The Cost-free Nature of Optimally Tuning Tikhonov Regularizers and Other Ordered Smoothers

We consider the problem of selecting the best estimator among a family of Tikhonov regularized estimators, or, alternatively, to select a linear combination of these regularizers that is as good as the best regularizer in the family. Our theory reveals that if the Tikhonov regularizers share the same penalty matrix with different tuning parameters, a convex procedure based on $Q$-aggregation achieves the mean square error of the best estimator, up to a small error term no larger than $C\sigma^2$, where $\sigma^2$ is the noise level and $C>0$ is an absolute constant. Remarkably, the error term does not depend on the penalty matrix or the number of estimators as long as they share the same penalty matrix, i.e., it applies to any grid of tuning parameters, no matter how large the cardinality of the grid is.
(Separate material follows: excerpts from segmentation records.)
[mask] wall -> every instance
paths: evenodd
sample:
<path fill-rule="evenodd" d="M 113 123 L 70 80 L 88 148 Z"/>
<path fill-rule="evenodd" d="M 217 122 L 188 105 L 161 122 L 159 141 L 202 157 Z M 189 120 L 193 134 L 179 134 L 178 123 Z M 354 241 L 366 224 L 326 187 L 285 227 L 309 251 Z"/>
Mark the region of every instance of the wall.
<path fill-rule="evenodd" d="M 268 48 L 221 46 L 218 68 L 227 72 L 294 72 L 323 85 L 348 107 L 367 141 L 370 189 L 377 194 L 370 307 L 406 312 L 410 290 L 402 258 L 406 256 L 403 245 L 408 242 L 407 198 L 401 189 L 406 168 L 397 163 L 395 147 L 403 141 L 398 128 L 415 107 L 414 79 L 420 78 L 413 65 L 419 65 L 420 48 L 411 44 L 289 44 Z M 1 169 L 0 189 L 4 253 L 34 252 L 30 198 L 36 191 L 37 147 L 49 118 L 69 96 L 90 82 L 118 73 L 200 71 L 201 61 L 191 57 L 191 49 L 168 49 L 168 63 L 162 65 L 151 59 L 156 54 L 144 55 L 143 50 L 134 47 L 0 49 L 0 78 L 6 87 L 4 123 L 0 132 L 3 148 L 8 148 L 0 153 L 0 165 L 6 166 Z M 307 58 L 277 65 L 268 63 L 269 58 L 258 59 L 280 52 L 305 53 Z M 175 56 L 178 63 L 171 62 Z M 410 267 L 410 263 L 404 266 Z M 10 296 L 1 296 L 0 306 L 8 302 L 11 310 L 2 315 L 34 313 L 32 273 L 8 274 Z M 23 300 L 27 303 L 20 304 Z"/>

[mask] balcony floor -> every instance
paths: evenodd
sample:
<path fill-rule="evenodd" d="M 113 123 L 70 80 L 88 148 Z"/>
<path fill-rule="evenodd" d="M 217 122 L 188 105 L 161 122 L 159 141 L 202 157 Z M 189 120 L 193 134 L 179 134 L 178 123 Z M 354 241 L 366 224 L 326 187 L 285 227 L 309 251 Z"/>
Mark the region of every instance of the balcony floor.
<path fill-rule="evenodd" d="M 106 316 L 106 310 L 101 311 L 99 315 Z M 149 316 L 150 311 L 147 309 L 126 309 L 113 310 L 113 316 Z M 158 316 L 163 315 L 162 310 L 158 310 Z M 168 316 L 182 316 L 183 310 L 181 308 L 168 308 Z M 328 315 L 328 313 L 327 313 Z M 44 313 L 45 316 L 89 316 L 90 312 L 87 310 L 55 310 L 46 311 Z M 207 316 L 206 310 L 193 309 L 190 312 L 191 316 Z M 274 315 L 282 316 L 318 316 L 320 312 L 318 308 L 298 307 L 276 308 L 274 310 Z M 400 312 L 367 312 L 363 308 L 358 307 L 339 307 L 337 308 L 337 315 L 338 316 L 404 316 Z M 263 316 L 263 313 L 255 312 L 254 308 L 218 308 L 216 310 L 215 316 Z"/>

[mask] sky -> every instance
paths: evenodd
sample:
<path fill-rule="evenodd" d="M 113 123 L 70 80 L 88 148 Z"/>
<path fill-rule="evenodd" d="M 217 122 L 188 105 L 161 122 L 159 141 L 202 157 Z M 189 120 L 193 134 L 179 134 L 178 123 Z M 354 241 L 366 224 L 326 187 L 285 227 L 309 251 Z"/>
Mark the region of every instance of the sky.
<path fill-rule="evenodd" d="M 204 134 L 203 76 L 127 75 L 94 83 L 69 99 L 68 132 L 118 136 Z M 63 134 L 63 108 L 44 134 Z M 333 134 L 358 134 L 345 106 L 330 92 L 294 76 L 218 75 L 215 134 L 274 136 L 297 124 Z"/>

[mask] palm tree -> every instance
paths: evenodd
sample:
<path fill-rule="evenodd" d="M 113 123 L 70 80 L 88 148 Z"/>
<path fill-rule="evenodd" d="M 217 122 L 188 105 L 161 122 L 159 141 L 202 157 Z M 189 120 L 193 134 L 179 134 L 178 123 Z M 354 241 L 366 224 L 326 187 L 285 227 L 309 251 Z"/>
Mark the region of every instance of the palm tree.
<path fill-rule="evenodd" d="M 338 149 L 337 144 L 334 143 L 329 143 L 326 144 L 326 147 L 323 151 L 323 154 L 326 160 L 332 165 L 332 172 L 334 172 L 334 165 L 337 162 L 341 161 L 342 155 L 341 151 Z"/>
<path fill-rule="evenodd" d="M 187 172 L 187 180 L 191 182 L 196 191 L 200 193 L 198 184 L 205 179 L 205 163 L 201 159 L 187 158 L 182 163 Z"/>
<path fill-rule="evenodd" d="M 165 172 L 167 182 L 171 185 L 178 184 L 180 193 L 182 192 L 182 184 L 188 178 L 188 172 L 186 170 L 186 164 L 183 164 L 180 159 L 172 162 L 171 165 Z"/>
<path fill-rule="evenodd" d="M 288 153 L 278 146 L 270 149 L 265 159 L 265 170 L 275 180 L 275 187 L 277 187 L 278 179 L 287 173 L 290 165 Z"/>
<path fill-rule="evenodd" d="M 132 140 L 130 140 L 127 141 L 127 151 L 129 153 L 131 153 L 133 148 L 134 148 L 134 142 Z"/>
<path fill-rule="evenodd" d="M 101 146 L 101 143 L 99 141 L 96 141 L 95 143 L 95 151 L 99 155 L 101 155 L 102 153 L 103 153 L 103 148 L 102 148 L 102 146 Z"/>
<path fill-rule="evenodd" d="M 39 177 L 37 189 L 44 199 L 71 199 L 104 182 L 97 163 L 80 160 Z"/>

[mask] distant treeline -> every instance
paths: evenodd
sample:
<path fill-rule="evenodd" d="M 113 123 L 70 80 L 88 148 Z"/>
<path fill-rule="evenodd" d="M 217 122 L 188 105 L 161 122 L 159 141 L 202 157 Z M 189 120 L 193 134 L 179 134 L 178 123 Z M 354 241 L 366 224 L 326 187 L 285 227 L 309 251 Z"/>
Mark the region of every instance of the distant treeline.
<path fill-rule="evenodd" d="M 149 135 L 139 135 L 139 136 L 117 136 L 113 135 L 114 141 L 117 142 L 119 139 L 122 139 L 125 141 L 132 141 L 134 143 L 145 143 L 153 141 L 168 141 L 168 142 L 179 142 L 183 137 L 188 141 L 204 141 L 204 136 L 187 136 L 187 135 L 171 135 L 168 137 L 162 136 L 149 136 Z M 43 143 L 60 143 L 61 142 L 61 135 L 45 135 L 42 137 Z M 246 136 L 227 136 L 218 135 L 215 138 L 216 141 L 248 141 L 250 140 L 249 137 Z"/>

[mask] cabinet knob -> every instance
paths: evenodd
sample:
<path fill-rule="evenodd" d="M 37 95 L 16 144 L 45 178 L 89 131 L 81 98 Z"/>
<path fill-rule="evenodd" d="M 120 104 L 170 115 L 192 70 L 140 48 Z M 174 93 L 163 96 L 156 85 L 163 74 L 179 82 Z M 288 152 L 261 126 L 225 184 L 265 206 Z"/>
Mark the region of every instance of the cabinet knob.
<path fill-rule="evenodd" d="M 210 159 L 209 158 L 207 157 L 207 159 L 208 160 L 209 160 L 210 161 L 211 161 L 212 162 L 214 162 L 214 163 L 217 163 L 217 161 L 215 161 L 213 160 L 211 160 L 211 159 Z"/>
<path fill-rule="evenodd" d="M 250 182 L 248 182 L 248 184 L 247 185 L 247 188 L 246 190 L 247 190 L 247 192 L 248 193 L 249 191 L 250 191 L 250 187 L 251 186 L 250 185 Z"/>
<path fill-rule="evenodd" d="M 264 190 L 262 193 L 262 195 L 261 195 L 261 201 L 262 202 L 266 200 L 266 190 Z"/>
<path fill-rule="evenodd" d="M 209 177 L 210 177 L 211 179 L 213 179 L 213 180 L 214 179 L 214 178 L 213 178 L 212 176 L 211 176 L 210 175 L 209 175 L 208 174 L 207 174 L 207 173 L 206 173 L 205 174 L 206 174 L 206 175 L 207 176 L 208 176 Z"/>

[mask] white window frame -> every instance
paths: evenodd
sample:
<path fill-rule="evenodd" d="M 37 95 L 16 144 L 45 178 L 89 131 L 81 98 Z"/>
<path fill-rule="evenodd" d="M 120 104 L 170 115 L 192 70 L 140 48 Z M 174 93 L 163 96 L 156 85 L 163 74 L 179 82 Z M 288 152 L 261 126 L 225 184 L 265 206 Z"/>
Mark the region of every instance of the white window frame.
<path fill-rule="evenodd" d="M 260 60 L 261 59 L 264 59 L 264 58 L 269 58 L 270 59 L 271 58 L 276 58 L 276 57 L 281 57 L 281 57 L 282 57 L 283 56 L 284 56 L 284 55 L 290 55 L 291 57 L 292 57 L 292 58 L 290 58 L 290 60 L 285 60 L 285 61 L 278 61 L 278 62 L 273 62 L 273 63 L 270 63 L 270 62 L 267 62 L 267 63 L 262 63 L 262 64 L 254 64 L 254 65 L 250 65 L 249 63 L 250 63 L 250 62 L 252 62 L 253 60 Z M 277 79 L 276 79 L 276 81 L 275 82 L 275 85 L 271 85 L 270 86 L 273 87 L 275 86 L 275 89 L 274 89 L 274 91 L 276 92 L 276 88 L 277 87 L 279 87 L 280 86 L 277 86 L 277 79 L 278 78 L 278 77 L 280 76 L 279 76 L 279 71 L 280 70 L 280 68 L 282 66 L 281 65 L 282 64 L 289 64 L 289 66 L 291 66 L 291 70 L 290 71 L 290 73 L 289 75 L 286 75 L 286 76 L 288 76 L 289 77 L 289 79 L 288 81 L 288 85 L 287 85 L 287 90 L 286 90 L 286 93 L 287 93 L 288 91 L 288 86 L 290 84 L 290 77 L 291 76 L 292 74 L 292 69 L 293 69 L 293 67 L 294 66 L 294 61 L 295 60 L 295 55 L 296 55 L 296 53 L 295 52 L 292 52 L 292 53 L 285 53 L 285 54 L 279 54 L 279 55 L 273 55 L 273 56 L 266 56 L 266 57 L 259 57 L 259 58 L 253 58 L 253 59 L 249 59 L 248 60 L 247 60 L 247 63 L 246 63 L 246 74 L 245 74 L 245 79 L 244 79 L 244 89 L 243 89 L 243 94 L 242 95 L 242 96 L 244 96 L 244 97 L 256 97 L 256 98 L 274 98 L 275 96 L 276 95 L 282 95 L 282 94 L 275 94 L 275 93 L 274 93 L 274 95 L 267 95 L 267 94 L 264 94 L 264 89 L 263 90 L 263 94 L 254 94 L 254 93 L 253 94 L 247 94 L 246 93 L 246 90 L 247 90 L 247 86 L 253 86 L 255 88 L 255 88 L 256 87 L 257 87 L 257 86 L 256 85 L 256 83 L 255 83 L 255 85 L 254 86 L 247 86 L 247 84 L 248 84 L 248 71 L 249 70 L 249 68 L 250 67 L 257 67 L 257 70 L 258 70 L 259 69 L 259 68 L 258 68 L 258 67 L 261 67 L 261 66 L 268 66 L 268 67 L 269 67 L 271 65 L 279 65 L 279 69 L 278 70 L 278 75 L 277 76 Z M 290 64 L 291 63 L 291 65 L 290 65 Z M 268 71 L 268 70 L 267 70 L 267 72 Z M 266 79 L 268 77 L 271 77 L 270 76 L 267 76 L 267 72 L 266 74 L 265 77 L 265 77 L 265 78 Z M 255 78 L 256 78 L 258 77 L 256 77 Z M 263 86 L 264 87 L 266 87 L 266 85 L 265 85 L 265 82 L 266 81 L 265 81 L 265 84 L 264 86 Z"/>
This reveals the surprising "cost-free" nature of optimally tuning Tikhonov regularizers, in striking contrast with the existing literature on aggregation of estimators where one typically has to pay a cost of $\sigma^2\log(M)$ where $M$ is the number of estimators in the family. The result holds, more generally, for any family of ordered linear smoothers. This encompasses Ridge regression as well as Principal Component Regression. The result is extended to the problem of tuning Tikhonov regularizers with different penalty matrices.

[1]  Pierre C Bellec,et al.  Concentration of quadratic forms under a Bernstein moment assumption , 2019, 1901.08736.

[2]  Yu. Golubev,et al.  Ordered smoothers with exponential weighting , 2012, 1211.4207.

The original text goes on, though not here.